CodePudding user response：

That kind of syntax might work in some other languages, but in C you should write:

eh = (struct point){1, 2};

The expression on the right hand side is called a compound literal.

CodePudding user response：

In C the assignment operator expects an expression but in this expression statement

eh = {1, 2};

the braced list is not an expression.

The braced list can be used in initialization of an object. For example you could write

struct point {
    int x;
    int y;
} eh = { 1, 2 };

or

struct point {
    int x;
    int y;
} eh = { .x = 1, .y = 2 };

Or you could in main assign another object of the structure type using the compound literal like

eh = ( struct point ){ 1, 2 };

or

eh = ( struct point ){ .x = 1, .y = 2 };

The compound literal creates an unnamed object of the type struct point that is assigned to the object eh. One object of a structure type may be assigned to another object of the same structure type.

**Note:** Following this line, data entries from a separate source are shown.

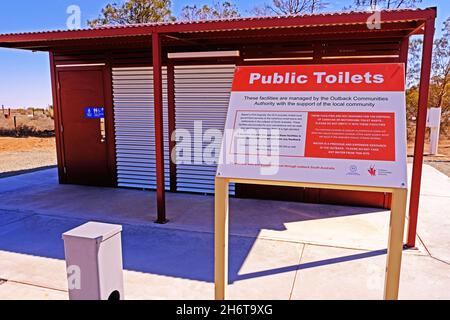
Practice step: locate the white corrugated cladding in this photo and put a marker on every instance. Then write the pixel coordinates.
(202, 92)
(134, 126)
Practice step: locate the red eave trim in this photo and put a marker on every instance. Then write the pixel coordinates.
(78, 34)
(222, 25)
(313, 20)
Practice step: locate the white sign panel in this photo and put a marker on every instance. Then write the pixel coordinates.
(334, 124)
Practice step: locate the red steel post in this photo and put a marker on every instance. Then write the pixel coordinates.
(420, 130)
(171, 115)
(159, 128)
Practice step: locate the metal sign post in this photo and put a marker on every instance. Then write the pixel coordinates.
(395, 242)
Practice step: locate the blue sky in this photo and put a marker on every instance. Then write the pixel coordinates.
(25, 76)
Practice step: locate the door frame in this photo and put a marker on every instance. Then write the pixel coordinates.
(105, 68)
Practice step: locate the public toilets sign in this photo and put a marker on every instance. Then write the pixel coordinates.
(333, 124)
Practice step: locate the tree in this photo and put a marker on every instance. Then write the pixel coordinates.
(439, 94)
(133, 12)
(219, 10)
(290, 7)
(386, 4)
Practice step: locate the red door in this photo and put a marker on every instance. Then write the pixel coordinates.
(84, 138)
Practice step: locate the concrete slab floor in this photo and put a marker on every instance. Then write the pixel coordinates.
(278, 250)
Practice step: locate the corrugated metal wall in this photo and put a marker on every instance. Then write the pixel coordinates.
(134, 127)
(202, 93)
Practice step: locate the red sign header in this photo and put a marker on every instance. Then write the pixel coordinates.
(335, 77)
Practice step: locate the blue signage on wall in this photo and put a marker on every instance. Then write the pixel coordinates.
(94, 112)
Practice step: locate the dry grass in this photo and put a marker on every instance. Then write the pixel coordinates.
(26, 124)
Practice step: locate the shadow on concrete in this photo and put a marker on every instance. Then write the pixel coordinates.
(313, 264)
(32, 220)
(19, 172)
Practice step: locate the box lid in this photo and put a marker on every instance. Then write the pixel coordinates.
(94, 230)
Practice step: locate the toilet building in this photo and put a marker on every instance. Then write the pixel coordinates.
(120, 92)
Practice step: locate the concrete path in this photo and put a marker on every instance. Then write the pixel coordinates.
(278, 250)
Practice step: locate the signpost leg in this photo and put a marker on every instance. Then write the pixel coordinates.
(221, 238)
(395, 246)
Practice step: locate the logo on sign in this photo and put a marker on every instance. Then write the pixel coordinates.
(353, 170)
(94, 112)
(372, 171)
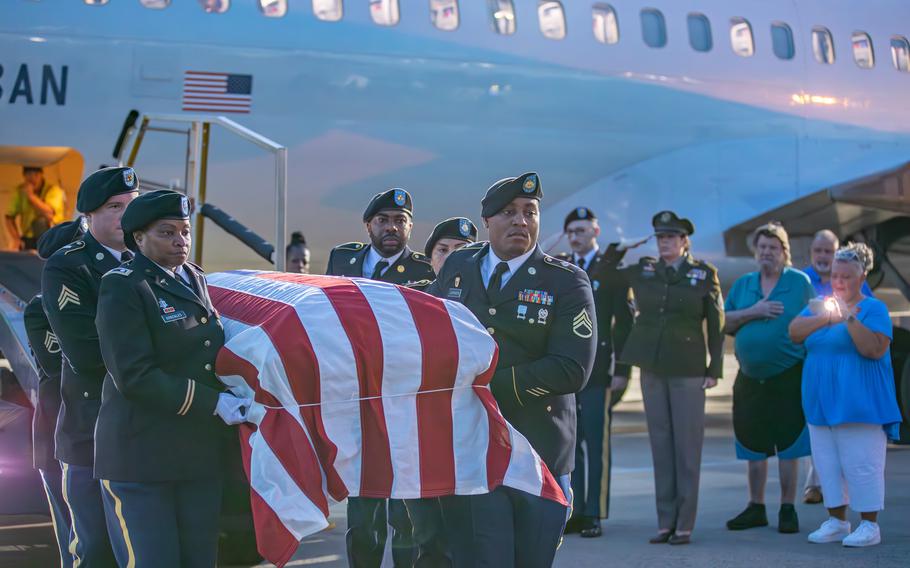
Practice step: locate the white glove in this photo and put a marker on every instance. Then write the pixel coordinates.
(232, 409)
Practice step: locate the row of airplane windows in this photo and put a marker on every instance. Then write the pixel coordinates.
(551, 18)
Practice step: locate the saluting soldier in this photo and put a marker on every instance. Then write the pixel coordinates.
(388, 220)
(46, 350)
(676, 297)
(591, 479)
(69, 284)
(160, 448)
(540, 311)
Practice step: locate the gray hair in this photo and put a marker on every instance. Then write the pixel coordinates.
(857, 253)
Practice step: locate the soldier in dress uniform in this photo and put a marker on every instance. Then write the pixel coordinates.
(46, 350)
(160, 452)
(448, 236)
(69, 284)
(388, 219)
(540, 311)
(591, 479)
(676, 297)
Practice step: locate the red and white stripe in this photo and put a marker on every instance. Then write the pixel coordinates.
(364, 389)
(205, 91)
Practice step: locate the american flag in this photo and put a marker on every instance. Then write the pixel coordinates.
(204, 91)
(363, 388)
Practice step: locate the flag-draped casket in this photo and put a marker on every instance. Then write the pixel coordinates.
(363, 388)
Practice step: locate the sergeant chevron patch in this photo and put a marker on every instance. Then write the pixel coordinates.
(51, 343)
(582, 325)
(67, 297)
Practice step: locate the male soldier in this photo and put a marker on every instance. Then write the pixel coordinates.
(591, 480)
(446, 237)
(36, 206)
(46, 350)
(70, 283)
(388, 221)
(540, 311)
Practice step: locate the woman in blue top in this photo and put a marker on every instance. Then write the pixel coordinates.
(848, 397)
(767, 408)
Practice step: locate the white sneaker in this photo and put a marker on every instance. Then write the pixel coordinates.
(832, 530)
(866, 534)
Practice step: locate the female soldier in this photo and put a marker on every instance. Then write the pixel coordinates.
(159, 446)
(674, 296)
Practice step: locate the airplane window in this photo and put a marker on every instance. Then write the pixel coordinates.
(215, 6)
(502, 16)
(653, 27)
(822, 45)
(782, 40)
(273, 8)
(900, 53)
(700, 32)
(384, 12)
(552, 19)
(606, 26)
(741, 37)
(863, 54)
(328, 10)
(444, 14)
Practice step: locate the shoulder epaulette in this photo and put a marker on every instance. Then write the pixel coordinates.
(74, 246)
(350, 246)
(555, 262)
(119, 271)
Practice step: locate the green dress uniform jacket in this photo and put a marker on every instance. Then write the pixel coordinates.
(70, 284)
(411, 266)
(544, 323)
(159, 339)
(673, 309)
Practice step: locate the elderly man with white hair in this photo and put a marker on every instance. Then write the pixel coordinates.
(848, 397)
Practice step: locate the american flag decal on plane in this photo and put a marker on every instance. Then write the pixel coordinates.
(204, 91)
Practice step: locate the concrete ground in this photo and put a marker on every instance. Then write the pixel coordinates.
(632, 516)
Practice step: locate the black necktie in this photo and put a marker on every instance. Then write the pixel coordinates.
(496, 278)
(377, 270)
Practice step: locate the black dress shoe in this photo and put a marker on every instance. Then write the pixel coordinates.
(753, 516)
(787, 521)
(591, 528)
(680, 539)
(573, 525)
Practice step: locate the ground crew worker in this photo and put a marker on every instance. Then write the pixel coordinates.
(540, 311)
(69, 284)
(160, 454)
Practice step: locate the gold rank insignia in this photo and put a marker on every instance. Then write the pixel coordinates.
(582, 326)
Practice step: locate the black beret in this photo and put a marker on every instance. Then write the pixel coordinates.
(396, 198)
(148, 208)
(670, 222)
(104, 184)
(505, 190)
(578, 214)
(60, 235)
(460, 228)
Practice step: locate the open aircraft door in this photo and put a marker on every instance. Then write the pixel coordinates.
(875, 210)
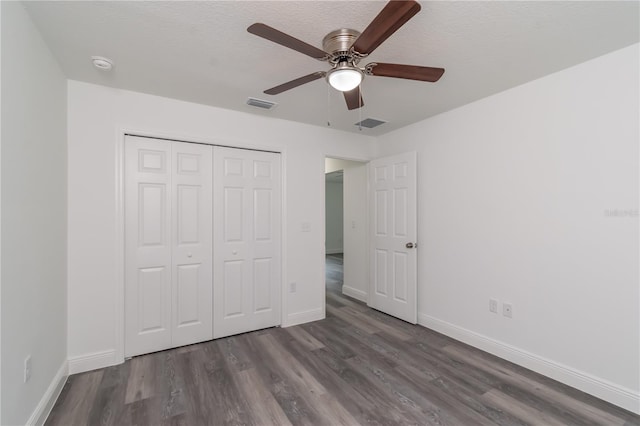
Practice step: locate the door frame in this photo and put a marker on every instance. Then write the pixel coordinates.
(365, 161)
(121, 134)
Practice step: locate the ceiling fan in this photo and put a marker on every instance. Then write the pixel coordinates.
(345, 48)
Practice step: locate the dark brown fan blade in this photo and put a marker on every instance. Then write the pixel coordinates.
(394, 15)
(411, 72)
(353, 98)
(271, 34)
(295, 83)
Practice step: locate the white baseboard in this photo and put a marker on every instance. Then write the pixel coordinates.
(303, 317)
(355, 293)
(334, 251)
(48, 400)
(601, 388)
(92, 361)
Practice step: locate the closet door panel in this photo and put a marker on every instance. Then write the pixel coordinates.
(192, 277)
(246, 240)
(147, 245)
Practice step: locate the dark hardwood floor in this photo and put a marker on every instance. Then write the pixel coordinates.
(357, 366)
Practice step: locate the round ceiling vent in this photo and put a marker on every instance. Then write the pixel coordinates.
(101, 63)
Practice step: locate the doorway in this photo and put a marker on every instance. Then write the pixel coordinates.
(346, 253)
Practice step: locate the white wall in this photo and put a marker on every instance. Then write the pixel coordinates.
(356, 249)
(517, 199)
(96, 116)
(34, 218)
(333, 217)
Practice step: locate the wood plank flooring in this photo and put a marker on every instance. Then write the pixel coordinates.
(356, 367)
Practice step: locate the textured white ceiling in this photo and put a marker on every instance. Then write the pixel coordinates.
(201, 51)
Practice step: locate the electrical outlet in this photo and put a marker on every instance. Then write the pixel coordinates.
(507, 310)
(493, 306)
(27, 368)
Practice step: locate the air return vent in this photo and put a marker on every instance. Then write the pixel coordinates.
(370, 123)
(259, 103)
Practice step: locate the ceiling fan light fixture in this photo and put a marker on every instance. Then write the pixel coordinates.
(345, 77)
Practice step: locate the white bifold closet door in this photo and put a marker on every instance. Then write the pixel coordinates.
(168, 244)
(247, 240)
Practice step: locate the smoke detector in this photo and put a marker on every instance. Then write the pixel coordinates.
(102, 63)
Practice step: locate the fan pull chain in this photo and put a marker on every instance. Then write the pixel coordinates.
(360, 108)
(328, 106)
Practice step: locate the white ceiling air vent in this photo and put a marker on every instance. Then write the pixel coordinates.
(259, 103)
(370, 123)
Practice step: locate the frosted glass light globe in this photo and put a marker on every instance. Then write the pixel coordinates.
(345, 78)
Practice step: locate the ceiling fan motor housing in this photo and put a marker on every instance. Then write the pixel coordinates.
(338, 44)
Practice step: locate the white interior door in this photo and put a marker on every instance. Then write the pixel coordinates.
(192, 257)
(147, 245)
(393, 232)
(247, 222)
(168, 244)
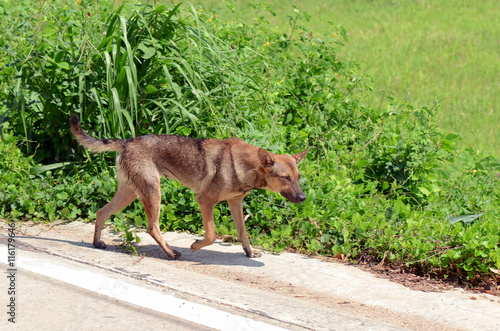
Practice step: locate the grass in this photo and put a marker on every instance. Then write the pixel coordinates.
(419, 50)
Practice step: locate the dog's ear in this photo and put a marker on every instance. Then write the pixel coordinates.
(266, 159)
(300, 156)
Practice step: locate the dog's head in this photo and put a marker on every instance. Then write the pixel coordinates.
(282, 174)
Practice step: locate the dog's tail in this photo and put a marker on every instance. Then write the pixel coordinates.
(91, 143)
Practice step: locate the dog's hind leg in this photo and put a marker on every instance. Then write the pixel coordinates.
(236, 207)
(207, 213)
(151, 200)
(123, 197)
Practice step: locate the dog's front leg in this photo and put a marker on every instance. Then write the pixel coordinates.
(236, 207)
(207, 213)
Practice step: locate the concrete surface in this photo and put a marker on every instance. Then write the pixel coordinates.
(287, 290)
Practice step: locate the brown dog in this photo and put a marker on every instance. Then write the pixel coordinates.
(214, 169)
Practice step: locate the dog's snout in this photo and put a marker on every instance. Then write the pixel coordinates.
(301, 197)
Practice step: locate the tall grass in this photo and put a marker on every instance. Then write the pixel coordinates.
(421, 50)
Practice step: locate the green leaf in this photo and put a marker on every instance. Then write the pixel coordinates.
(160, 8)
(464, 218)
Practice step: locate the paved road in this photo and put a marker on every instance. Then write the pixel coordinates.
(63, 282)
(44, 303)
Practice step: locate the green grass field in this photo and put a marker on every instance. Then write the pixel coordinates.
(420, 50)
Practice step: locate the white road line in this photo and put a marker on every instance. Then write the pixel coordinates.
(139, 296)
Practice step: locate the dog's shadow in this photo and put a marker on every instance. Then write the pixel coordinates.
(205, 256)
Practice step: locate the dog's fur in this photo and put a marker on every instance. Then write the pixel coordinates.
(214, 169)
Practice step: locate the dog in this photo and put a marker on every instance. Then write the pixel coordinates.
(214, 169)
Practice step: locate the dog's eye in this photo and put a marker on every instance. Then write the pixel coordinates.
(285, 178)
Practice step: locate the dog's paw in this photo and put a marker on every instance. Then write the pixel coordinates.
(252, 253)
(99, 244)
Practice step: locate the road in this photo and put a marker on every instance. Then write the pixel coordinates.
(62, 282)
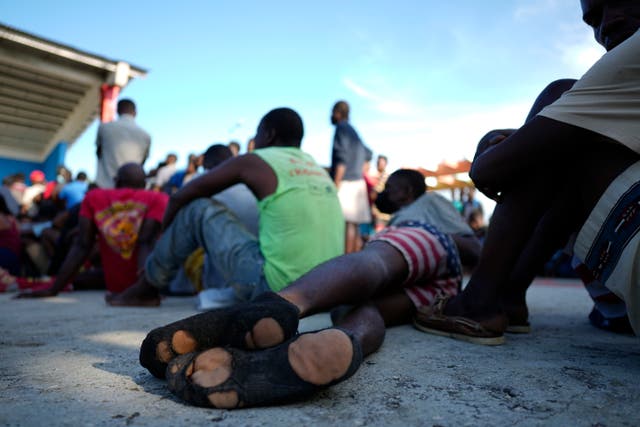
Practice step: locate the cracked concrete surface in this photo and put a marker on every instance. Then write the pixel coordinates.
(72, 360)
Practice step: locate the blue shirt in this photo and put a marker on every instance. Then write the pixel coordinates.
(73, 193)
(349, 150)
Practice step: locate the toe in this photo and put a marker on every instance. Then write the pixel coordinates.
(265, 333)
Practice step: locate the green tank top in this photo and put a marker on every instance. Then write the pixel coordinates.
(301, 223)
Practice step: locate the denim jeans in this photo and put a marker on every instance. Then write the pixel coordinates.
(230, 247)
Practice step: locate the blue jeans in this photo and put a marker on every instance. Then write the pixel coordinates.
(230, 247)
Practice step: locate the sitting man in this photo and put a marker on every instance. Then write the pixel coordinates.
(127, 220)
(249, 354)
(588, 141)
(301, 223)
(405, 196)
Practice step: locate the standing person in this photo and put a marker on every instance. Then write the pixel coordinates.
(588, 140)
(301, 224)
(126, 220)
(119, 142)
(348, 157)
(234, 146)
(73, 192)
(164, 174)
(380, 219)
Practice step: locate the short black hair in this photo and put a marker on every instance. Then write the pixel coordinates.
(215, 155)
(126, 106)
(413, 179)
(287, 125)
(342, 107)
(3, 206)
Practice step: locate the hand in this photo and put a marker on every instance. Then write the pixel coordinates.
(44, 293)
(170, 213)
(492, 138)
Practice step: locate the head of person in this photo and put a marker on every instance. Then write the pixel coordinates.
(126, 106)
(215, 155)
(234, 147)
(4, 208)
(402, 188)
(36, 177)
(130, 175)
(340, 112)
(381, 165)
(613, 21)
(281, 127)
(171, 159)
(251, 145)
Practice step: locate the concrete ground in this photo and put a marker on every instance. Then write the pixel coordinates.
(73, 361)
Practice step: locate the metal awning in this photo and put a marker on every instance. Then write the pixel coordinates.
(49, 92)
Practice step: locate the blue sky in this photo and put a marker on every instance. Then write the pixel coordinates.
(425, 79)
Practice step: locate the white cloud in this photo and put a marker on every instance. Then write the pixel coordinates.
(530, 9)
(580, 54)
(380, 101)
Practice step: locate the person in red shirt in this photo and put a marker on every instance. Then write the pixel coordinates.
(127, 222)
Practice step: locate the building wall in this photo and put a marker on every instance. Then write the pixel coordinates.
(55, 159)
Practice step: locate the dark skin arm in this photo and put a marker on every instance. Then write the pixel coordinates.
(248, 169)
(78, 254)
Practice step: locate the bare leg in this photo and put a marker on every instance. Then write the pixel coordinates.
(350, 279)
(353, 242)
(593, 164)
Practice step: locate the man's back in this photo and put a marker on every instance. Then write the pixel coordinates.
(301, 224)
(432, 208)
(119, 142)
(118, 215)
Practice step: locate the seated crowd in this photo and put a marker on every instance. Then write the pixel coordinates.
(266, 232)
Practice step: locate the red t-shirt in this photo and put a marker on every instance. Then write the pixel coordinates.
(118, 215)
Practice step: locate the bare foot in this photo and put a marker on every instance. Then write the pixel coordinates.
(230, 378)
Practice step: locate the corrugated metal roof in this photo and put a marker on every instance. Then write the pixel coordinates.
(49, 92)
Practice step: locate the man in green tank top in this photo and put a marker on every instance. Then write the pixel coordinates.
(301, 222)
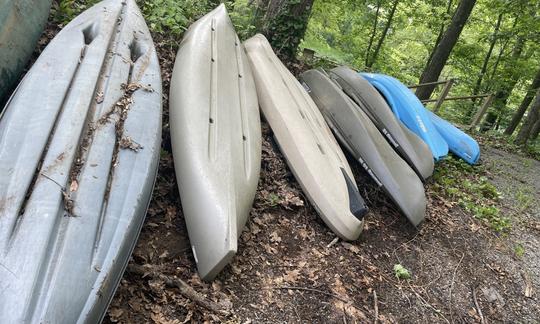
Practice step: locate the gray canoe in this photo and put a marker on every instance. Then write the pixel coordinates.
(216, 138)
(411, 147)
(21, 24)
(311, 151)
(79, 149)
(358, 134)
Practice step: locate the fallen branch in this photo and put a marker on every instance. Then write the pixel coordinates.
(482, 319)
(185, 289)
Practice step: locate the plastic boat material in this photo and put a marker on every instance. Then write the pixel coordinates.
(21, 24)
(409, 146)
(409, 109)
(311, 151)
(358, 134)
(79, 150)
(216, 138)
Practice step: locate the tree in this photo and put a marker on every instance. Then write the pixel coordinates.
(441, 53)
(529, 96)
(285, 23)
(370, 63)
(487, 58)
(509, 80)
(527, 127)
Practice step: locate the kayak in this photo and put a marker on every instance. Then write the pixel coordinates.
(79, 150)
(358, 134)
(21, 24)
(409, 110)
(216, 138)
(408, 145)
(311, 151)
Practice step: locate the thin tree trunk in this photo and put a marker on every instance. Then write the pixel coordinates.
(505, 90)
(442, 51)
(373, 32)
(383, 36)
(528, 125)
(441, 32)
(529, 96)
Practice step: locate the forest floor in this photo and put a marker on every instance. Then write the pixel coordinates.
(290, 268)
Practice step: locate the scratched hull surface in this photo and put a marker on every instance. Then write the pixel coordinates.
(363, 140)
(21, 24)
(311, 151)
(216, 138)
(79, 146)
(408, 145)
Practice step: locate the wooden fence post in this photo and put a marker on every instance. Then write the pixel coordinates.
(481, 112)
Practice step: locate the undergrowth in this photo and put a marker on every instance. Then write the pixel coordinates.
(469, 187)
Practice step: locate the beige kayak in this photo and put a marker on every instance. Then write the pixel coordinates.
(216, 138)
(312, 153)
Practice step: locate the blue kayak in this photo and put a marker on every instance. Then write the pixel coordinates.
(410, 111)
(438, 133)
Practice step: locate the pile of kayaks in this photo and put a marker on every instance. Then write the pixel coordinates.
(80, 142)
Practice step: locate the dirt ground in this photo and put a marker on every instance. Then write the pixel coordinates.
(289, 268)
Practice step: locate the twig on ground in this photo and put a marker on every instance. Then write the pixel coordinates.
(185, 289)
(376, 306)
(452, 287)
(313, 290)
(482, 319)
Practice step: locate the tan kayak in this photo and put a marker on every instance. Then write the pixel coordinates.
(307, 143)
(216, 138)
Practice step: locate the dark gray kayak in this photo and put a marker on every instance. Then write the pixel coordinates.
(411, 147)
(79, 149)
(21, 24)
(362, 139)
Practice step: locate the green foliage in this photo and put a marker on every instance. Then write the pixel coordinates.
(172, 16)
(474, 192)
(401, 272)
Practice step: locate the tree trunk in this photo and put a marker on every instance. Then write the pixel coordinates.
(442, 51)
(505, 90)
(441, 32)
(285, 23)
(373, 32)
(528, 125)
(529, 96)
(383, 36)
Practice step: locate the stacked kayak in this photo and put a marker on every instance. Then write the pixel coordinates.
(437, 132)
(360, 136)
(216, 138)
(311, 151)
(79, 150)
(411, 148)
(21, 24)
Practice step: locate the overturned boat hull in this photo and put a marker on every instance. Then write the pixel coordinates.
(408, 145)
(79, 149)
(410, 111)
(311, 151)
(216, 138)
(358, 134)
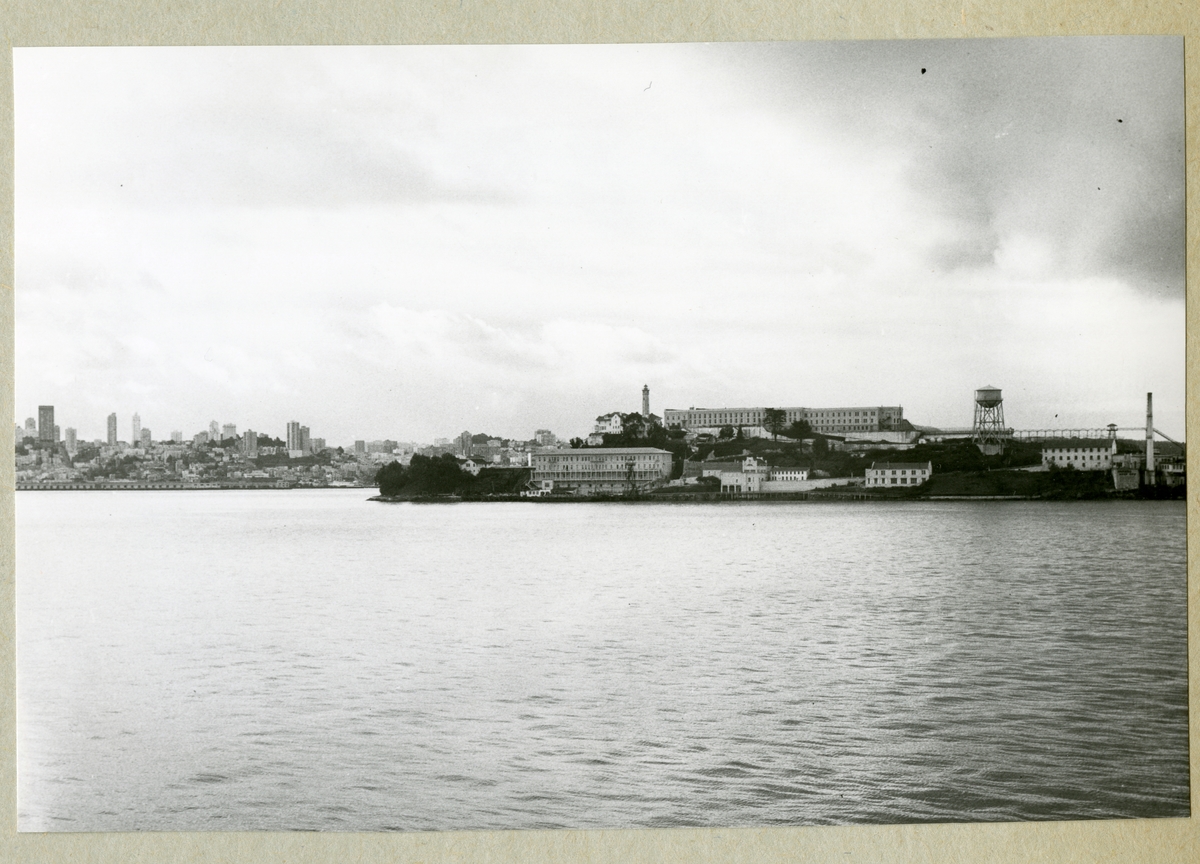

You could also initialize the object eh with the compound literal

struct point {
    int x;
    int y;
} eh = ( struct point ){ .x = 1, .y = 2 };

Pay attention to that according to the C Standard the function main without parameters shall be declared like

int main( void )

CodePudding user response：

This would also work:

#include <stdio.h>

struct point {
    int x;
    int y;
};

int main(void) {
    struct point eh = {1, 2};
    printf("%i", eh.x);
}

Note that I removed some things around, added the stdio.h include and fixed the main function type and arguments.